Mason pushed back his chair from the table. “Come on,” he said, “we’re going out and take a look at that car.”
“At the car?”
“Sure,” Mason said. “There were two women.”
“What!”
“One woman was lying there unconscious,” Mason went on. “You saw her, then you started running toward the house and yelling for help. The other girl didn’t want that. She must have dragged the unconscious girl to one side, taken her place, assumed the same position of the other girl, then called out for help. When you came back, she gave you just enough of a glimpse so that you would see she was lying in the same position the other person had been. Then she scrambled to her feet, said she was all right, told you she’d been driving the car by herself and asked you to take her home... You said you didn’t see her driving license, didn’t you?”

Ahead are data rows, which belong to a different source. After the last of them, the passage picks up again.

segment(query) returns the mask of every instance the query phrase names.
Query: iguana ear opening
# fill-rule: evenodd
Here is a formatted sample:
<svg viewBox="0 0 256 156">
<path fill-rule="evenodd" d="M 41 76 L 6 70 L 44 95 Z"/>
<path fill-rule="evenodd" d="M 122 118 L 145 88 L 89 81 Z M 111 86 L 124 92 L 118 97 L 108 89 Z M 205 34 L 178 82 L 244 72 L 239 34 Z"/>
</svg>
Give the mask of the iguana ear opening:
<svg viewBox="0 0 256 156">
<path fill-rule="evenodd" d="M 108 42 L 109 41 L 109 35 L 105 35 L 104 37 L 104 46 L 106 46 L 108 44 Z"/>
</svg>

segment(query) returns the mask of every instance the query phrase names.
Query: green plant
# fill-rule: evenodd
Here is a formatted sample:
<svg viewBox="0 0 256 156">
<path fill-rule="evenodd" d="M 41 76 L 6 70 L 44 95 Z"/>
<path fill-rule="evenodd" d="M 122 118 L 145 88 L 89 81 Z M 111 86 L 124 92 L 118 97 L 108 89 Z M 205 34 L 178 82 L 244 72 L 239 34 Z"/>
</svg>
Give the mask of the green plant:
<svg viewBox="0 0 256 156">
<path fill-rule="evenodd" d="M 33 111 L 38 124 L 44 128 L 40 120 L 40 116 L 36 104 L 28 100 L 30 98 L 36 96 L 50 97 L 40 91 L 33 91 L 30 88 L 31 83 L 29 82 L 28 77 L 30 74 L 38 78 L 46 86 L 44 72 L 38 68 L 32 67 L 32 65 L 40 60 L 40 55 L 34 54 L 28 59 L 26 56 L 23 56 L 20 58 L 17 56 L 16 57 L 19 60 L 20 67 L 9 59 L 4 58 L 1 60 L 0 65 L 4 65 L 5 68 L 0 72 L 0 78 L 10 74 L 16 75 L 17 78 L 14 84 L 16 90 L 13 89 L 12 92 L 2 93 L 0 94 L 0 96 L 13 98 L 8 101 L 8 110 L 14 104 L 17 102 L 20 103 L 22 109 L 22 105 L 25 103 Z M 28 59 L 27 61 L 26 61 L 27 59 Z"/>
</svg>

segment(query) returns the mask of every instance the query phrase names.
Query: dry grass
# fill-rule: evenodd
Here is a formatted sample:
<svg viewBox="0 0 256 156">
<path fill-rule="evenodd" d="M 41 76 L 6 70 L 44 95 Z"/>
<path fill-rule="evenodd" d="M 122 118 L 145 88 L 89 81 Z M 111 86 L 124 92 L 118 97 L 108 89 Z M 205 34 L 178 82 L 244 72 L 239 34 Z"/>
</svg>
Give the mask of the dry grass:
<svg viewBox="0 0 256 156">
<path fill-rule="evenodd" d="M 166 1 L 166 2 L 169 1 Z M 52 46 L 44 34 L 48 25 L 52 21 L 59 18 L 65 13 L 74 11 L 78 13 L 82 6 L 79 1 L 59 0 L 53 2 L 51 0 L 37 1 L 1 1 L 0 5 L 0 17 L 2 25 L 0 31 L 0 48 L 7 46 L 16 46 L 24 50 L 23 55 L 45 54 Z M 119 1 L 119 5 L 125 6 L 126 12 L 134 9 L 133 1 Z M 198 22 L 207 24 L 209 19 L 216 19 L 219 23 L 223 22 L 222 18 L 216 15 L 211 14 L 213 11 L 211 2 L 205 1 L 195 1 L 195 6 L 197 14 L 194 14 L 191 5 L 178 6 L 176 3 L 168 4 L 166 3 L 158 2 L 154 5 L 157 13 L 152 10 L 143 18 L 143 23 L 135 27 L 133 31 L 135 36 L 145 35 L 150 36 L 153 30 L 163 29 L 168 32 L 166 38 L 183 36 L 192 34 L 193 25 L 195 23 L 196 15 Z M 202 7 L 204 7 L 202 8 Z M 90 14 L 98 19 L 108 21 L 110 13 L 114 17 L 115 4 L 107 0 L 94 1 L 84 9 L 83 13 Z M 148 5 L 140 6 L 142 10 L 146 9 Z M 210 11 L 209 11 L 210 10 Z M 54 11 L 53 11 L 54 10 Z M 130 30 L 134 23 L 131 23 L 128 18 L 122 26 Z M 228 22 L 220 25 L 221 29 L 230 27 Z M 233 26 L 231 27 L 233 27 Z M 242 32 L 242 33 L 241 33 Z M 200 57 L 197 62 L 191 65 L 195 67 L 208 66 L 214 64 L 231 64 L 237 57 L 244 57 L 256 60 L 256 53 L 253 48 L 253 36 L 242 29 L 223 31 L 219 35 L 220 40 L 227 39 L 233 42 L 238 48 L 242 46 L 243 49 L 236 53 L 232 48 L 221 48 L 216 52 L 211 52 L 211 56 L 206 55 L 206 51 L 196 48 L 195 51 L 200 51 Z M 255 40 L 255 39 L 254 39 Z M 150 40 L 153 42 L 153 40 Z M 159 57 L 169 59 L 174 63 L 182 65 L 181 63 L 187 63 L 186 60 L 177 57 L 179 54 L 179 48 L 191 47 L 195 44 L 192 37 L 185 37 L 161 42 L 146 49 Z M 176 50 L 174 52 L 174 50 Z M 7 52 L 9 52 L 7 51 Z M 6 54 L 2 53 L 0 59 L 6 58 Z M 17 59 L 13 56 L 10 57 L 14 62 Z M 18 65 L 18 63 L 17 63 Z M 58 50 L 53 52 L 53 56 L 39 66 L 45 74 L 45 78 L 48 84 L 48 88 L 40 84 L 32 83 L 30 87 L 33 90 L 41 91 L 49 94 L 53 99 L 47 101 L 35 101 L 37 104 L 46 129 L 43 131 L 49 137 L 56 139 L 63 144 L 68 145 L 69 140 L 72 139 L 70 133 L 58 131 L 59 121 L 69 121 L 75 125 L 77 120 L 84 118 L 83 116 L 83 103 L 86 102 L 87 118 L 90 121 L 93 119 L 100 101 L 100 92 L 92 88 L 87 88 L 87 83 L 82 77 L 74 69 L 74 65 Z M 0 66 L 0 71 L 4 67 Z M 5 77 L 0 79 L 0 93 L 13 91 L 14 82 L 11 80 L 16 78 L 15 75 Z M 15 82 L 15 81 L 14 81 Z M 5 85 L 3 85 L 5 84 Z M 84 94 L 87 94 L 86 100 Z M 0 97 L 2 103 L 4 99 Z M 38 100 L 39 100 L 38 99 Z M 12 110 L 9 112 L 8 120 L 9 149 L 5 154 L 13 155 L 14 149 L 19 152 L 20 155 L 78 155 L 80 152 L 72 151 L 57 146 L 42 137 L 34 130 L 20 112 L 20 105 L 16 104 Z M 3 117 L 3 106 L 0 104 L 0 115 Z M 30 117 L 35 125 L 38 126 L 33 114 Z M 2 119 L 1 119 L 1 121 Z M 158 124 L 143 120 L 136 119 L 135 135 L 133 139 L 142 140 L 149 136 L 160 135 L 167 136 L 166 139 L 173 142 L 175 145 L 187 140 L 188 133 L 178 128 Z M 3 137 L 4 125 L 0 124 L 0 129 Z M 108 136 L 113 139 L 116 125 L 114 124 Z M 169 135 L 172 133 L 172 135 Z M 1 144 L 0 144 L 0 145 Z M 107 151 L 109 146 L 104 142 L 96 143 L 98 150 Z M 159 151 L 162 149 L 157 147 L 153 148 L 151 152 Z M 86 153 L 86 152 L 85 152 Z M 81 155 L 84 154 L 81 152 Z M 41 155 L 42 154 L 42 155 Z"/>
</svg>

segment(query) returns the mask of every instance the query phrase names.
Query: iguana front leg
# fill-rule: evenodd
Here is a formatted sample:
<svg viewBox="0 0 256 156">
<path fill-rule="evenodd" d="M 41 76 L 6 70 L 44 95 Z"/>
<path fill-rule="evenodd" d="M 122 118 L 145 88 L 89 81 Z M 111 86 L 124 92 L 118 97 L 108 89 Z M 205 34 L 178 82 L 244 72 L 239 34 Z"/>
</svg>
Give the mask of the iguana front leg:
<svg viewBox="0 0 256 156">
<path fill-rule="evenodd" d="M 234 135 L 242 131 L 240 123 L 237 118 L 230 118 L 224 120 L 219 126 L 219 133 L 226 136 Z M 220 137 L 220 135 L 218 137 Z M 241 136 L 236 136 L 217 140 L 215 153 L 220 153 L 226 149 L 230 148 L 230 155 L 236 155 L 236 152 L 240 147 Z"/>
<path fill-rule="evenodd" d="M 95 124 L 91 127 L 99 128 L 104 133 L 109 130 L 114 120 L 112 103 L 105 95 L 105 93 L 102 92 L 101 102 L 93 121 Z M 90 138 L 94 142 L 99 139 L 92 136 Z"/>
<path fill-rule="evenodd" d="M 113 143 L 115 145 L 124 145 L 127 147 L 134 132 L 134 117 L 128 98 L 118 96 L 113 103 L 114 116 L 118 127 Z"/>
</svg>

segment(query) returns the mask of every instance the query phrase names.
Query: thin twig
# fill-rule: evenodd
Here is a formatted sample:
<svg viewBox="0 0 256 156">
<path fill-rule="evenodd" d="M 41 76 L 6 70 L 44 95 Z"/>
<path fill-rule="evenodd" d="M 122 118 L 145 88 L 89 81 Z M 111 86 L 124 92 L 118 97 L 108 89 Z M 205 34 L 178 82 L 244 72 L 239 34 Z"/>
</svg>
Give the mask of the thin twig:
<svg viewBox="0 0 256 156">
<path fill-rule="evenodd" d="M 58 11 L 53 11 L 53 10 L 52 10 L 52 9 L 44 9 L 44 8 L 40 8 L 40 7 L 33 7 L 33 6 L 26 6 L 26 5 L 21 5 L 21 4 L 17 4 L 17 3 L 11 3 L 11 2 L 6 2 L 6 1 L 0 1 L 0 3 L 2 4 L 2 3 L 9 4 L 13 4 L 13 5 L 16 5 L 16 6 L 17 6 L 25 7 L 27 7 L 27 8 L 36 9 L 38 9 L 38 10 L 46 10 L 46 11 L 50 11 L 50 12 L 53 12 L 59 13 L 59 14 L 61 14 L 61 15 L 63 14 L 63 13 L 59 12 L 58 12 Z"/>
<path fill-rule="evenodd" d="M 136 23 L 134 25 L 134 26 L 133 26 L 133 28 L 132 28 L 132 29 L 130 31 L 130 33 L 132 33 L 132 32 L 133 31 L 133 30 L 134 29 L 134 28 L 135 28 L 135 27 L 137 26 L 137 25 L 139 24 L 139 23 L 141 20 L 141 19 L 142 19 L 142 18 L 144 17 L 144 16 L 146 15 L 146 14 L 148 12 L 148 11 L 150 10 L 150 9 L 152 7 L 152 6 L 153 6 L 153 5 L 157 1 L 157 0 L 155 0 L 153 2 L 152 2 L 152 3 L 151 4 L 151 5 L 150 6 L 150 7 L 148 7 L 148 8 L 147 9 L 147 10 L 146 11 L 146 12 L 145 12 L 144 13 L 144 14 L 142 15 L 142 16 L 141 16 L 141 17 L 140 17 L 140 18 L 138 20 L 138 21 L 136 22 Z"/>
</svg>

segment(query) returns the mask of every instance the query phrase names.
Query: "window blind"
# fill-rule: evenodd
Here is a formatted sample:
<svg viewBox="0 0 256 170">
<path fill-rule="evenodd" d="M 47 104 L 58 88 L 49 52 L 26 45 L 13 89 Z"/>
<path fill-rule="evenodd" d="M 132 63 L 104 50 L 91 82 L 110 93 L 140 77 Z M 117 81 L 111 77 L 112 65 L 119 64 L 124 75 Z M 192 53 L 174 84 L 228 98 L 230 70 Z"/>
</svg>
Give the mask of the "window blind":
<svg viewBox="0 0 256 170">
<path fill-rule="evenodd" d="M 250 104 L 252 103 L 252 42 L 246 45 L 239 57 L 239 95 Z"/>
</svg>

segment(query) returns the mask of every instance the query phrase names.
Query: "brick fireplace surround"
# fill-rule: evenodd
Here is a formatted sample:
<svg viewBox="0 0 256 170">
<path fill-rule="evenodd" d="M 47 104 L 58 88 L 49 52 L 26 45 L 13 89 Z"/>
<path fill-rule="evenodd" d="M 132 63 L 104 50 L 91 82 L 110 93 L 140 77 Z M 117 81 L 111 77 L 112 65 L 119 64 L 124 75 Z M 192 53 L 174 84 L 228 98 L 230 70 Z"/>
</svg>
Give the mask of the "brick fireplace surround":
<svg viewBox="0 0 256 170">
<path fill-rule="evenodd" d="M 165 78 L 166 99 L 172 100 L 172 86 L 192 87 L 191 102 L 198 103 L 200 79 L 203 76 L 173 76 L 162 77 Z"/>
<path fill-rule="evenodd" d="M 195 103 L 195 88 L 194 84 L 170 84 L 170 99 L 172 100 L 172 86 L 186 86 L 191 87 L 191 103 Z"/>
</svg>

“That’s right. I remember she laughingly said something about the fact that it was only when people were formal that they were supposed to show their driving licenses and all that, but that we were getting along informally.”
“And she let you kiss her in order to show that it was informal. I take it, it was an informal kiss?”
“Well,” Ansley admitted, “it distracted my attention from such things as her driving license.”
“Come on,” Mason told him. “Let’s go. I want to see how deep you’re into this thing before I start cutting any corners.
“Della, ring up Paul Drake. Tell him he can tell the police I am the one who made the inquiry, but have him tell the police that he doesn’t know where I can be reached. That will be technically true.
“I’ll be getting the car while you’re phoning, and we’ll run out there and take a look at the situation.”
“Then what?” Ansley asked anxiously.
“If that other young woman isn’t hurt too badly,” Mason said, “you may be able to keep from reporting the accident. If, as I rather suspect may be the case, we find another woman rather badly injured, we’re going to have to do some tall explaining and you’re going to have to answer a lot of questions.”